Support for the dopamine hypothesis comes from findings that PPI is disrupted by systemic administration of dopamine agonists and reinstated by dopamine receptor–blocking antipsychotic drugs. That is, treatment with apomorphine or other dopaminergic drugs interferes with the normal gating function. The ability of antipsychotics, including the atypical antipsychotic clozapine, to restore PPI in apomorphine-treated rats at doses that strongly correlate with clinical potency further validates this model (Figure 3). Manipulation of other neurotransmitters also produces deficits in PPI. In support of the hypoglutamatergic model of psychosis, NMDA receptor antagonism by PCP or ketamine disrupts PPI. The NMDA antagonism by PCP is of special interest because PCP-induced PPI deficits are not reversed by classical neuroleptics, but are reversed by clozapine and similar atypical antipsychotics. Such a distinction may be valuable in developing novel therapeutic compounds.

 

Figure 3 Antipsychotic drugs that are clinically effective at low doses also restore the prepulse inhibition at low doses. High-dose antipsychotics also require higher doses to restore the prepulse inhibition.

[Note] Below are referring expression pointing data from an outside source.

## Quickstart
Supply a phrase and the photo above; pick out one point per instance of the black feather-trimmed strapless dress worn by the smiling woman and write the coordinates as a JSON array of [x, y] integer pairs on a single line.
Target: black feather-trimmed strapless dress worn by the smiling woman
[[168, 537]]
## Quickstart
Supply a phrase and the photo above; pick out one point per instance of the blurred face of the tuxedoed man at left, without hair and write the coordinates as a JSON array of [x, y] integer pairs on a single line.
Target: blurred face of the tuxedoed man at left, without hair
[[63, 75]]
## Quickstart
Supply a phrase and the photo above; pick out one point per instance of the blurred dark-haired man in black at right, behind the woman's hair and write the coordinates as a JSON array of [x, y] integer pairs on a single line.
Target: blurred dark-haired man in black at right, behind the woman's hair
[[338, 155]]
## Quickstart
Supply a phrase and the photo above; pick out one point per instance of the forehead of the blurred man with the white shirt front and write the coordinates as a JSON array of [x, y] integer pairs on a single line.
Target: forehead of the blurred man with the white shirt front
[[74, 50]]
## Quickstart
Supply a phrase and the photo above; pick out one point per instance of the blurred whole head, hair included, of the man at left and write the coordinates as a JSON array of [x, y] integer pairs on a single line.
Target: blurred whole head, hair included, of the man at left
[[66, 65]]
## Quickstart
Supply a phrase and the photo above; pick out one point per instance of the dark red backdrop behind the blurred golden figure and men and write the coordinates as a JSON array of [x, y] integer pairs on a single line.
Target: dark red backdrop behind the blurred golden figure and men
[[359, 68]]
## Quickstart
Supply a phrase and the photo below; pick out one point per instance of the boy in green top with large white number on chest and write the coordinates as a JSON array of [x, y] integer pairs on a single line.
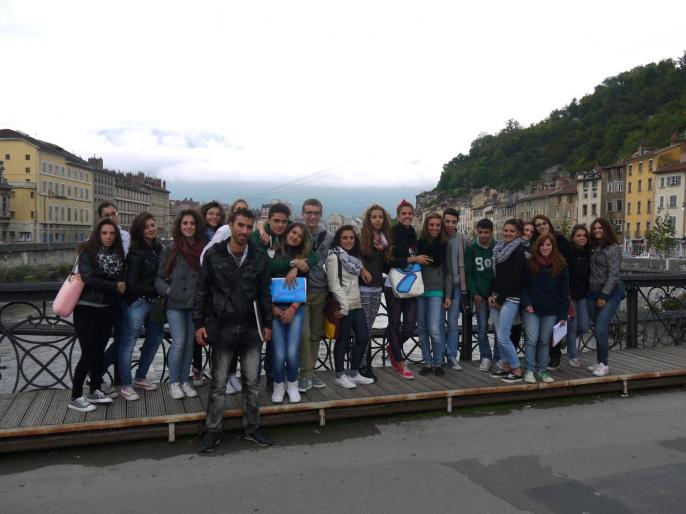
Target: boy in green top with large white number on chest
[[479, 273]]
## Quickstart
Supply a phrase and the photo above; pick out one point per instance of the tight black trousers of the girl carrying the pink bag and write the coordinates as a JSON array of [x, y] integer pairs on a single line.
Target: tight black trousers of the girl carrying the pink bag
[[93, 328]]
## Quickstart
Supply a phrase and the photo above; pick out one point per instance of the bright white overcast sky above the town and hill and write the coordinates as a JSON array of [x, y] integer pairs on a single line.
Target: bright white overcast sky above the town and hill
[[374, 93]]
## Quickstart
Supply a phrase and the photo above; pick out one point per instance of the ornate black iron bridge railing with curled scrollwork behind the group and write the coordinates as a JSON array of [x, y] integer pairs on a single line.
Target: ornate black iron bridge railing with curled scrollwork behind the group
[[37, 348]]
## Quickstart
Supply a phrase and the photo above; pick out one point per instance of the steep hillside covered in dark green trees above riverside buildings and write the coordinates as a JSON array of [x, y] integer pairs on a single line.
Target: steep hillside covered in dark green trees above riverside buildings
[[643, 106]]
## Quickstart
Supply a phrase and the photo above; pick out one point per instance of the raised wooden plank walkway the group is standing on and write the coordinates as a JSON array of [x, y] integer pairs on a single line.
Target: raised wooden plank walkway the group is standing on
[[40, 419]]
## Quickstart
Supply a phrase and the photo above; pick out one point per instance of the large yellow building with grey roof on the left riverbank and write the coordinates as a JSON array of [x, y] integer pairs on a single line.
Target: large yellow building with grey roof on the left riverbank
[[52, 190]]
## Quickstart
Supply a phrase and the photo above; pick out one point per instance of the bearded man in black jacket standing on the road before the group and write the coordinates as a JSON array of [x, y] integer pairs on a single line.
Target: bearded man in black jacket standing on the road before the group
[[234, 283]]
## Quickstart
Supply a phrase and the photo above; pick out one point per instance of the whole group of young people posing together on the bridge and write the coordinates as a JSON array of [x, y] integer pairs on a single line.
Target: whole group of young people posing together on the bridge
[[213, 286]]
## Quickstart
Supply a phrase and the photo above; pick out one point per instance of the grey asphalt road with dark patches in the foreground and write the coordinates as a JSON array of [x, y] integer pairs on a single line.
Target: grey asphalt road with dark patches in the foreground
[[593, 455]]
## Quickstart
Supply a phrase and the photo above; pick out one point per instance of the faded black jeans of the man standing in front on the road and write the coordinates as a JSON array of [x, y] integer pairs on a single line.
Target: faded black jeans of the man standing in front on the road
[[227, 341]]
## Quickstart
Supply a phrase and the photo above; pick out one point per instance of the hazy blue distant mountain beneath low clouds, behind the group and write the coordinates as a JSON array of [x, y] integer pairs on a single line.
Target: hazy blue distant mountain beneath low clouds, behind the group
[[348, 201]]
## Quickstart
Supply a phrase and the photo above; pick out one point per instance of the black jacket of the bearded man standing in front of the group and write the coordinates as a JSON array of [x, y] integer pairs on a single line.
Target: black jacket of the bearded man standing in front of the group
[[225, 292]]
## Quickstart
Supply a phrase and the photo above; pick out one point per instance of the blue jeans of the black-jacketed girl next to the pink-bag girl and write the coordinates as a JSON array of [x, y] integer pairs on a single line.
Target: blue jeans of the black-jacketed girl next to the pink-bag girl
[[136, 316]]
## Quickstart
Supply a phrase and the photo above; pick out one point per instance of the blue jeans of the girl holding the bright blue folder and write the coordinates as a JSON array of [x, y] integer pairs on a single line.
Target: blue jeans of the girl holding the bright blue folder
[[286, 347]]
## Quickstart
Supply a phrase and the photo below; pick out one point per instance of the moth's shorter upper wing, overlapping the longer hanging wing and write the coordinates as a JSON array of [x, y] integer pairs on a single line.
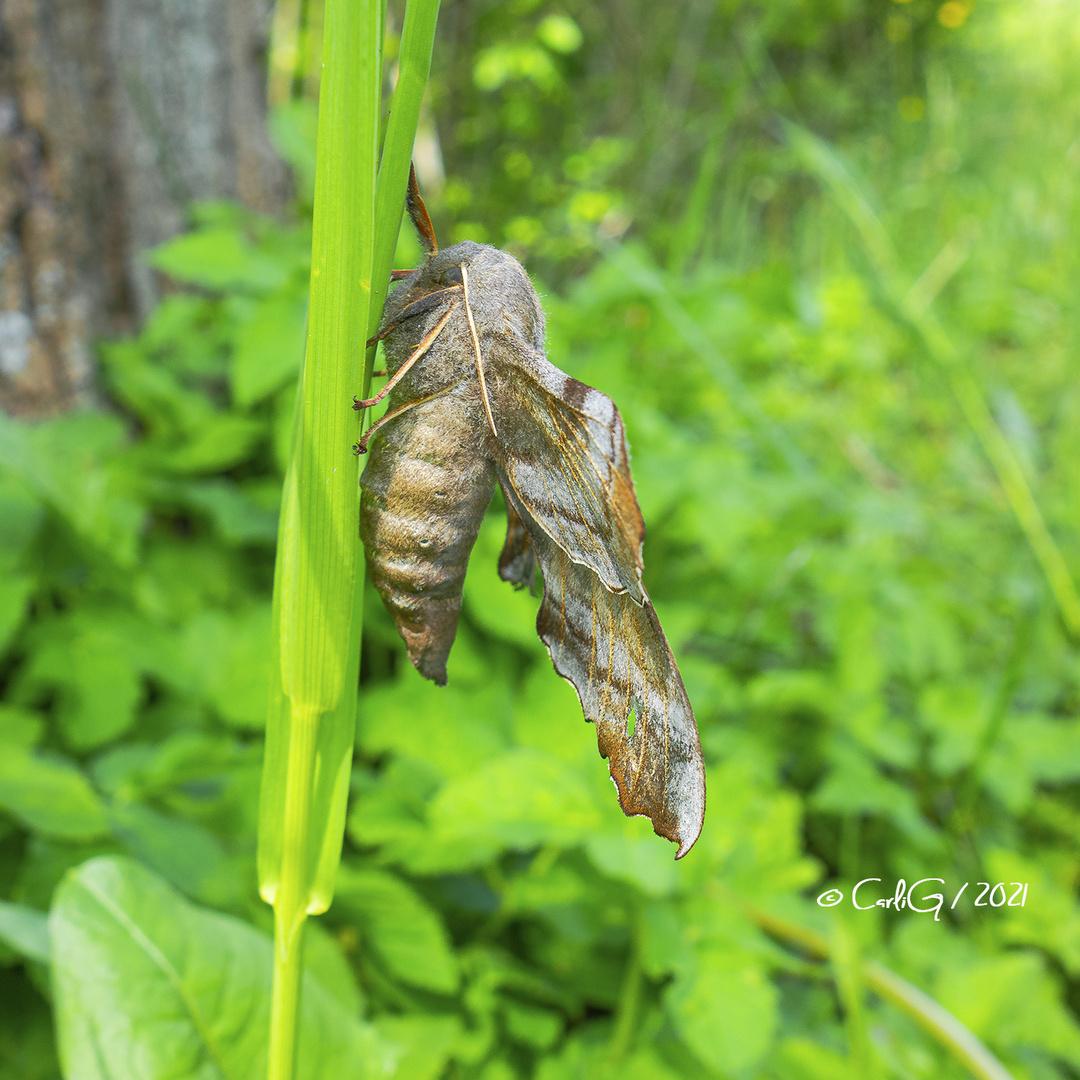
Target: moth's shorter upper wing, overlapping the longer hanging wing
[[563, 451]]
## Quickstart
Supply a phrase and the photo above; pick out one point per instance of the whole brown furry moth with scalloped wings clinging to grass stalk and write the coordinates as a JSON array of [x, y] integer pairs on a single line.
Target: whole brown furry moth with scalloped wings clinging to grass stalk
[[476, 403]]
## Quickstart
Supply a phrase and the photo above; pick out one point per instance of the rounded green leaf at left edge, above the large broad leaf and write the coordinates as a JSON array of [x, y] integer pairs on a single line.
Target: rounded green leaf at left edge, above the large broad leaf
[[49, 795]]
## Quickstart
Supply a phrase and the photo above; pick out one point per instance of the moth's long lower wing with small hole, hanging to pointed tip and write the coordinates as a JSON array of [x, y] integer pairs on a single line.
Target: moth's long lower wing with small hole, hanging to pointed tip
[[614, 652]]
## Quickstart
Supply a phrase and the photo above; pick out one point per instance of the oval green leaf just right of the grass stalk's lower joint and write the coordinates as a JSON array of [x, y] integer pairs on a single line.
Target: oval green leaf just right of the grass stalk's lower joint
[[406, 933]]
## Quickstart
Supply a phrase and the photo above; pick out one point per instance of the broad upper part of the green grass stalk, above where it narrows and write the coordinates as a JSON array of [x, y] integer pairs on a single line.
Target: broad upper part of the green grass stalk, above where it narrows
[[319, 566]]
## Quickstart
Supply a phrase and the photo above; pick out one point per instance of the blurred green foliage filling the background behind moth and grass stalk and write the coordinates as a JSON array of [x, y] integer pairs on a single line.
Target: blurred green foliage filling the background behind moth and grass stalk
[[881, 676]]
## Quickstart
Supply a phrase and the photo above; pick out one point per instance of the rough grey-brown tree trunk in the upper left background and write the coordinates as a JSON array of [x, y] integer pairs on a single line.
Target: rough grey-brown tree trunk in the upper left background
[[115, 115]]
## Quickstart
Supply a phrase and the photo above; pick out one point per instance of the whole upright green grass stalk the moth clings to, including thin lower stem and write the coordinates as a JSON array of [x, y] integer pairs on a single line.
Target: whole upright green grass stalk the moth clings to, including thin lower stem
[[314, 701]]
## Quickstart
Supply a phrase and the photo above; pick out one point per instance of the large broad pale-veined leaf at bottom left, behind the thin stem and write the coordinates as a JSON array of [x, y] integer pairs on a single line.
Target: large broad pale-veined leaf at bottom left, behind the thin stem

Since structural or functional abnormalities in schizophrenic patients have been reported at every level of the gating circuit as well as in glutamate and dopamine function, the PPI model may provide unique information on the pathology underlying schizophrenia. Chapter 19 described the interaction of factors that contribute to the occurrence of schizophrenia: genetic, anatomical, and environmental. The PPI model is especially appealing because it responds to each of these factors. First, genetically distinct rat strains differ significantly in the dopaminergic modulation of PPI. Also, rats that have been bred for apomorphine sensitivity or lack of sensitivity show parallel differences in PPI. Thus, if genes control susceptibility to apomorphine-induced gating disruption, such a model may provide information about genetic-mediated susceptibility to schizophrenia. Second, some evidence suggests that early brain lesioning may have an impact on apomorphine-induced disruption of PPI in an adult animal. Neonatal lesions of the hippocampus (see Web Box 19.4) and surgical manipulations of the cortical–striatal–pallidal–pontine circuit also interfere with PPI performance. Third, developmental influences such as isolation stress early in life significantly reduce PPI demonstrating impaired gating, and this effect is reversed by both typical and atypical antipsychotic drugs (Varty and Higgins, 1995). Such parallels make PPI modeling of schizophrenia a particularly appealing design and one that may provide a good deal of new information.

A more detailed description of these experiments and the PPI model can be found in Geyer and Ellenbroek (2003).

 

References

Geyer, M. A. and Ellenbroek, B. (2003). Animal behavior models of the mechanisms underlying antipsychotic atypicality. Prog. Neuropsychopharmacol. Biol. Psychiatry., 27, 1071–1079.

Varty, G. B. and Higgins, G. A. (1995). Examination of drug-induced and isolation-induced disruptions of prepulse inhibition as models to screen antipsychotic drugs. Psychopharmacology, 122, 15–26.